Ukraine: EU widens sanctions against Moscow and Minsk


Three Belarusian banks will also be disconnected from the international financial platform Swift.

The Twenty-Seven decided on Wednesday to broaden their sanctions against Moscow and Minsk following the invasion of Ukraine, in particular by disconnecting three Belarusian banks from the international financial platform Swift, announced the French presidency of the Council of the EU.

Meeting in Brussels, member state representatives also added Russian leaders and oligarchs to their blacklist and adopted new sanctions targeting “the maritime sector“, added the same source on Twitter.

The Europeans have expanded the list of technologies and goods that cannot be exported to Russia, and “clarified» the restrictions imposed on cryptocurrencies.

The G7 countries and the EU announced last week that they were seeking to prevent Russia from finding loopholes from Western sanctions by using cryptocurrencies.

SEE ALSO — War in Ukraine: Zelensky calls for ‘new round of sanctions’ against Russia

A diversified sanctions regime

Since the United States and its Western allies implemented a series of sanctions aimed at crippling the banking sector and the Russian currency after the invasion of Ukraine, ruble cryptocurrency purchases have soared to an all-time high.

The measures decided on Wednesday by the Twenty-Seven, which will come into force after formal agreement by the States and publication in the Official Journal of the EU, are intended to “complete» the three sets of sanctions adopted by the EU over the past two weeks, underlined the French Presidency of the Council of the EU.

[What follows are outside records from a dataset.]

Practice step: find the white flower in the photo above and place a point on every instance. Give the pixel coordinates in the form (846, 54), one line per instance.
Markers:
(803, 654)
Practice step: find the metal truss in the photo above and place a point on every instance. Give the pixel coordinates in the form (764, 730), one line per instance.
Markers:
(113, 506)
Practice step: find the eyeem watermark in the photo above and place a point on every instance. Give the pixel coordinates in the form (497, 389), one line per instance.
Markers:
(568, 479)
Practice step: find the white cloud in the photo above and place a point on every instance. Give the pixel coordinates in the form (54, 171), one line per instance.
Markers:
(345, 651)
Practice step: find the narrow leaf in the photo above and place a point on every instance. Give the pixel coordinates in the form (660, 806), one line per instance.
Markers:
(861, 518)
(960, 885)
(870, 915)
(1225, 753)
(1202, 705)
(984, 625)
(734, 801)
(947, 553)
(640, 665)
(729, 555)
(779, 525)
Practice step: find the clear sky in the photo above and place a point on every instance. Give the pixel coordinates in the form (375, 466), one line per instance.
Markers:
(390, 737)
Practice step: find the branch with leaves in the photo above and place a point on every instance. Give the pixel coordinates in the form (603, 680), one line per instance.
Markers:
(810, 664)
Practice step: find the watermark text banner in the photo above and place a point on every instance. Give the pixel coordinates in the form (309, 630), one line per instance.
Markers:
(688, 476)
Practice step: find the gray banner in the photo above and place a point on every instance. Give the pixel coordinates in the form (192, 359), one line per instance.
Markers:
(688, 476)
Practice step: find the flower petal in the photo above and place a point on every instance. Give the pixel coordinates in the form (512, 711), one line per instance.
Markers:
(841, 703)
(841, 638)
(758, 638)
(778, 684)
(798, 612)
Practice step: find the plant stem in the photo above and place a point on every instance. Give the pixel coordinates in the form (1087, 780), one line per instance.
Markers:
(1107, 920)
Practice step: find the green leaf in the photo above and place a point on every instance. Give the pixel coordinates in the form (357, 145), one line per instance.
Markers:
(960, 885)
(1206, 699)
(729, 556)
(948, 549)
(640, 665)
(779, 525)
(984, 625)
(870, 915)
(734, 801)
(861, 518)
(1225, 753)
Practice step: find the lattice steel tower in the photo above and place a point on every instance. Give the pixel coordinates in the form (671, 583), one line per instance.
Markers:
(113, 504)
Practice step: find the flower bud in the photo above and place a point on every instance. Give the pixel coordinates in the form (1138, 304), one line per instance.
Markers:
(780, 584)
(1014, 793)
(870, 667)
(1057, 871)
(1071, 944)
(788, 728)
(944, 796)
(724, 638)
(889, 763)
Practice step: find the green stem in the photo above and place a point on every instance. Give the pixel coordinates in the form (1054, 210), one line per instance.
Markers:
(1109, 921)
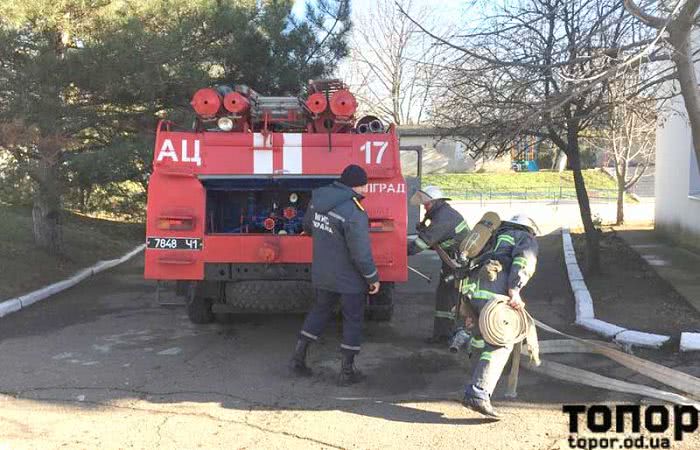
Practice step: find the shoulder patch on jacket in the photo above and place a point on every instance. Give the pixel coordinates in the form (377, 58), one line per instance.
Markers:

Some, such as those excluding Belarusian banks from Swift, a secure messaging platform allowing operations such as the transit of payment orders and funds transfer orders between banks, aim in particular to prevent Russia from circumventing the same measure which affects several of its banks. .

Since the annexation of Crimea in 2014, the EU has already sanctioned 680 people and 53 entities, banned from entering its territory and whose assets in Europe are frozen.

Since the end of February, the Twenty-Seven have also paralyzed the assets of the Russian Central Bank located outside Russia, blocked the access of Russian financial establishments to European capital markets, and disconnected seven Russian banks from the Swift international financial system.
Europe has also closed its airspace to Russian companies and banned the export to Russia of parts and technologies for the aeronautical sector.